Rev - July 5th
We are now two episodes into the new BBC2 comedy drama Rev, and I think I’m a bit confused. Rev follows the life of inner-city vicar Adam Smallbone (Tom Hollander) and was billed as being much more true to real life than The Vicar of Dibley or Father Ted. I must admit this worried me slightly as I already found those two quite realistic – I actually know both Father Dougal and David Horton - and I thought anything more gritty than that could be depressing. It turns out I wasn’t wrong, in that I actually did feel a bit depressed after the second episode.
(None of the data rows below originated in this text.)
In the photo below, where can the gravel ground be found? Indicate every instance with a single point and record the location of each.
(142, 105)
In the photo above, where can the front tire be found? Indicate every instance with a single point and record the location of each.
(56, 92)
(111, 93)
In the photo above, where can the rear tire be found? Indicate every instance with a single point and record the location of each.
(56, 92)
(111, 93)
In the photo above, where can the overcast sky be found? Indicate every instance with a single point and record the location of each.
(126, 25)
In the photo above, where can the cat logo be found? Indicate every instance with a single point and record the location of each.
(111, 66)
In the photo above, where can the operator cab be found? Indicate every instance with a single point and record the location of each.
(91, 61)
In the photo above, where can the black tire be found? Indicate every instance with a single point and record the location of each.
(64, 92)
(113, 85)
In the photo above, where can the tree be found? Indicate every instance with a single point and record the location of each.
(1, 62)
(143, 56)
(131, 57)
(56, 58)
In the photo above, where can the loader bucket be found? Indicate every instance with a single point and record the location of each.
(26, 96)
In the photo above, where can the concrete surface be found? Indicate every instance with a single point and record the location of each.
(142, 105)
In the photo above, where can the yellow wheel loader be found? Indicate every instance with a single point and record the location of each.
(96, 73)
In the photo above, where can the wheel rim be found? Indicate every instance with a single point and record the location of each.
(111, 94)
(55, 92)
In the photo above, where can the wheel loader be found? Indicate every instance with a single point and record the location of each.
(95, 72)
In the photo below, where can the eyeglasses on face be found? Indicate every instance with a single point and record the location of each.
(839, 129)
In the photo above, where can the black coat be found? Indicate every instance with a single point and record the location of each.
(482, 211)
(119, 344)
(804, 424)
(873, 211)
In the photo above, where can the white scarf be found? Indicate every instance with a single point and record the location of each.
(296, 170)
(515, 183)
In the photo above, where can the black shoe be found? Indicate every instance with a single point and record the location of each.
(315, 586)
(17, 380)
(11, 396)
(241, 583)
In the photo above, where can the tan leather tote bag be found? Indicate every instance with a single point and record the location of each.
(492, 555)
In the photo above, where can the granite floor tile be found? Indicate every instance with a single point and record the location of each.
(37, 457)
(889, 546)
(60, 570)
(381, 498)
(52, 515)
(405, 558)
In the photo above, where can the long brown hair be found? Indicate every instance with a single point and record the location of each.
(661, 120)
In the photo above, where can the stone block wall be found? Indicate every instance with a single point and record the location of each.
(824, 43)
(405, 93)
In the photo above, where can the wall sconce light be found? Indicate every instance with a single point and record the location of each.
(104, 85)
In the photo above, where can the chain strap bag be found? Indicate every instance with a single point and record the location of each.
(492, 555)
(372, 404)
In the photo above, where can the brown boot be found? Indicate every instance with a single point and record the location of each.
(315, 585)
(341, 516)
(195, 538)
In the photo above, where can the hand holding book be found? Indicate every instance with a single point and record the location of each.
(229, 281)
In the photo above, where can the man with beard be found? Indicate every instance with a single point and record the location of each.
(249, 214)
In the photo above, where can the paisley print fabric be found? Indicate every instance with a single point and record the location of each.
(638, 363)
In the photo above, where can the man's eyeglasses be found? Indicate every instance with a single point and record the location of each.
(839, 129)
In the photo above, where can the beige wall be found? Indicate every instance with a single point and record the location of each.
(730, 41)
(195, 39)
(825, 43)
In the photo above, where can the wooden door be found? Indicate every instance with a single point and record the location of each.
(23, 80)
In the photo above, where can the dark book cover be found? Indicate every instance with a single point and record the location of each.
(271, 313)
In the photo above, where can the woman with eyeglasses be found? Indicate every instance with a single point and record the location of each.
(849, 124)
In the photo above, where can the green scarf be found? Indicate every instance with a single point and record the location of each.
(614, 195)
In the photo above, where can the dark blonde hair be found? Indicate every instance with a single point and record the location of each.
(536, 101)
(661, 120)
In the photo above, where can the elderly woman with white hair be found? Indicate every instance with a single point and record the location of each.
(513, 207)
It’s not that I didn’t enjoy it. Tom Hollander portrays Adam Smallbone brilliantly as a sincere, vulnerable, fallible human vicar, struggling to make sense of the place he finds himself in; always hopeful, always disappointed, in danger of being overwhelmed by the task before him, but always somehow managing to muddle through. His life-weary solicitor wife (Olivia Colman) is well played too, as is the intense and learned licensed lay minister Nigel (Miles Jupp). The writers must have been very well advised, or must themselves have had the opportunity to observe the life of an urban vicar and those around him or her.
The first part that jarred with me was the Archdeacon, who kept turning up in a taxi for little chats, and who clearly had an unrealistically intimate knowledge of the parish and congregation. He was very funny, but in a two-dimensional, caricatured way. There’s nothing wrong with two-dimensional comedy, but it’s just a different animal. I found it odd to have such an unlikely character, rather reminiscent of Bishop Brennan in Father Ted, playing opposite the very nuanced, three-dimensional Adam Smallbone. In the second episode, not only did the Archdeacon continue to appear at regular intervals to check up on Rev Smallbone’s progress (has the man nothing else to do at all?) but another unlikely two-dimensional character comes into the plot: an evangelical vicar who performs a hostile takeover of the church because his own is being refurbished. (How could this happen? Answer: it couldn’t, don’t be silly.) The effect on me of this mix of two- and three-dimensional characters was to leave me feeling strangely out of kilter, almost sad.
All this is churlish though: it’s an engaging and thoughtful sitcom, and the reason I know this is true is that I can hardly wait for the next episode. Bring it on.